Fast forward post-2005. I try Alli, that fat repelling pill. Remember that one? It blocked 25% of fat from absorbing into your body. I bought two bottles. It was about this time that I bought a gym membership with a trainer. I would take the pills as instructed, workout with my trainer, barely eat.
See, the worse thing that they could have told me was to track what I ate and the calories in. I became obsessive.
The problem was and is that my workouts are limited. I would burn at most 100 calories per cardio workout. So, I couldn’t eat too much. Breakfast became a Carnation Instant Breakfast (pre-made) and an ounce of cheese. Lunch was a couple pieces of turkey pepperoni, ounce of cheese, toast and tea. Or I’d have some oatmeal and OJ but immediately go to the gym. Always with the diet pill.

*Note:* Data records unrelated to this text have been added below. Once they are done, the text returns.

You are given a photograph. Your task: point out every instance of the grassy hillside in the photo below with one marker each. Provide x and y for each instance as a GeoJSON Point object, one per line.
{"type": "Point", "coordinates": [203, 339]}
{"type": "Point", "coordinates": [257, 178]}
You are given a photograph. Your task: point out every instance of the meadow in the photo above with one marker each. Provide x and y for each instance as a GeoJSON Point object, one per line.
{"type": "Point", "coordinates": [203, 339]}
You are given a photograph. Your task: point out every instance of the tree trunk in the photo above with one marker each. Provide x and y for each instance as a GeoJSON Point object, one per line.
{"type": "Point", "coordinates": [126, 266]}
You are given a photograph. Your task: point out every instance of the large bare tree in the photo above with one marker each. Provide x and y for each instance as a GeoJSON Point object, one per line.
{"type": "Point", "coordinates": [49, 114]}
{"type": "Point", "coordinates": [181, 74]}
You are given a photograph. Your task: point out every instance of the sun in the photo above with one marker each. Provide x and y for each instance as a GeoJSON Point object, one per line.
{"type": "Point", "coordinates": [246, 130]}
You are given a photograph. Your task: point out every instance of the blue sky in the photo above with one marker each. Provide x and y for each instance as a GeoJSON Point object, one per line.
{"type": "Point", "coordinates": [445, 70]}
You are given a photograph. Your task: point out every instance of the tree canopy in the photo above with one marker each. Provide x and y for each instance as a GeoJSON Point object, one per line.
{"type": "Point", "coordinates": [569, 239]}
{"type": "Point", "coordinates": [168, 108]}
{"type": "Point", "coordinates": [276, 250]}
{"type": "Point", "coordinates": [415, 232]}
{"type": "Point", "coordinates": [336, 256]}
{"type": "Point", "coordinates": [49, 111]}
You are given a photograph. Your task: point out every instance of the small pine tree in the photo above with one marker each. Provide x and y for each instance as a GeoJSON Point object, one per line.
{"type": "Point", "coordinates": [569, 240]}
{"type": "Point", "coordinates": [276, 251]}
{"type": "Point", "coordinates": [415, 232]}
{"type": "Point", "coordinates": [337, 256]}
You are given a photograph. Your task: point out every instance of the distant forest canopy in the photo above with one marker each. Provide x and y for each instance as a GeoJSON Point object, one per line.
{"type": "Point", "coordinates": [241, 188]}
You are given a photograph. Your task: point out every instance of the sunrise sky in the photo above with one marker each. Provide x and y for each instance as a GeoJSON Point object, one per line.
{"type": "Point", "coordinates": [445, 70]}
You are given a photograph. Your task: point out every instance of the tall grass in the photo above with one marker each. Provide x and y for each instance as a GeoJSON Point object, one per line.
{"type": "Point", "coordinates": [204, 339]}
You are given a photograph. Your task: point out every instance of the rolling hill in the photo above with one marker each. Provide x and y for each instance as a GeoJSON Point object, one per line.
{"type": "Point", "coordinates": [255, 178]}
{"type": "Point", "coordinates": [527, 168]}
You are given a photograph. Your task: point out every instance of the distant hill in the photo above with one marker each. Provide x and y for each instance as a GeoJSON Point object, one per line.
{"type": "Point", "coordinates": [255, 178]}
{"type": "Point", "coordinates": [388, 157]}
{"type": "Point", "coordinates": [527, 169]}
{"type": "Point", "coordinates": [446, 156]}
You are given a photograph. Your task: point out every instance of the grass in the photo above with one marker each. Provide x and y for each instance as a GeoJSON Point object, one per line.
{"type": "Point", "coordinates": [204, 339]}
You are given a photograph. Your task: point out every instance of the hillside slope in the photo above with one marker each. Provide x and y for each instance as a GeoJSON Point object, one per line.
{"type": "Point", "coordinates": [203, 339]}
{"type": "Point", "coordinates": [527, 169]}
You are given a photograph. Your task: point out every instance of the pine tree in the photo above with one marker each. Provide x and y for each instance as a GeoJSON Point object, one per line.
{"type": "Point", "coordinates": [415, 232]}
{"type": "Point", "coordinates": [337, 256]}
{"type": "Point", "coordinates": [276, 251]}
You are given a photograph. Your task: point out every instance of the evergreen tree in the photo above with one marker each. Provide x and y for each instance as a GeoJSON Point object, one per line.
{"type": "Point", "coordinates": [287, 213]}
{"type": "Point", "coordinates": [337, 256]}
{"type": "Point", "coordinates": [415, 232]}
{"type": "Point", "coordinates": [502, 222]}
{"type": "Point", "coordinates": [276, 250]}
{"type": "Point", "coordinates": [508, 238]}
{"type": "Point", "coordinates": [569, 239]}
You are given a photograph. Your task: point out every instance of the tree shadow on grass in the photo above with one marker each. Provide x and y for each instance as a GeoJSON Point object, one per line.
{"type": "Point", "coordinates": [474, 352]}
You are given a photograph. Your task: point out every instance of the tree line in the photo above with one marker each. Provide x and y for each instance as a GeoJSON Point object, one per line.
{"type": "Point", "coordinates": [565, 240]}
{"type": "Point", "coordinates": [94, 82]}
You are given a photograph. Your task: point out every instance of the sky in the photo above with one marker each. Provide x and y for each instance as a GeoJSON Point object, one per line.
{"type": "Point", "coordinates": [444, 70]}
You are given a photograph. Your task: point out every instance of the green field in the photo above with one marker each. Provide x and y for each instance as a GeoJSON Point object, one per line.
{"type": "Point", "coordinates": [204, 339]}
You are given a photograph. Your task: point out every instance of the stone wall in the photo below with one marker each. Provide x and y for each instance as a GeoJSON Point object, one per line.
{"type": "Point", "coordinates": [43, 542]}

As my trainer began to praise my weight loss, I decided to kick it up a notch. Add: Colon cleanse pills. They make you poop out the build up in your colon, which can add to your weight.
I carried this habit with me to California: Barely eat. Pop an Alli. Pop a colon cleanse. Gym trainer once a week. Gym on my own 2x a day. Lots of water. I bought a heart tracker to help me count calories burned doing daily activities. I was charting, I was spending longer at the market.
Long after I ditched the gym I still kept doing destructive things. Appetite suppressant drops, tummy teas, wheelchair workouts I found online, barely there meals. If I was burning 175 calories with my morning workout, then I would eat least than that amount for breakfast. One boiled egg, 7 grapes, one ounce of cheese, 3 apple slices. Plain black coffee. A green juice for lunch. “And a sensible dinner”. Always with the appetite suppressants and colon cleanse pills.
And with all that I was putting my body through, I was still just BARELY losing weight. My clothing size wasn’t going down so, what was I losing? Bone density. Muscle. Control. I was tearing up my body in an effort to be what everyone else said I should be. Thin.
It took me awhile but, I gave it all up. Maybe it was the trip to the ER after I lost all feeling in half my body. Maybe it was learning about The Myrtles (TM). I still drank my smoothies for breakfast, but I was better about the nutritional value. I still watched calories, but it’s with the understanding that I cannot burn them like my abled peers, and that’s okay. My goal isn’t to lose weight. It’s to maintain good health.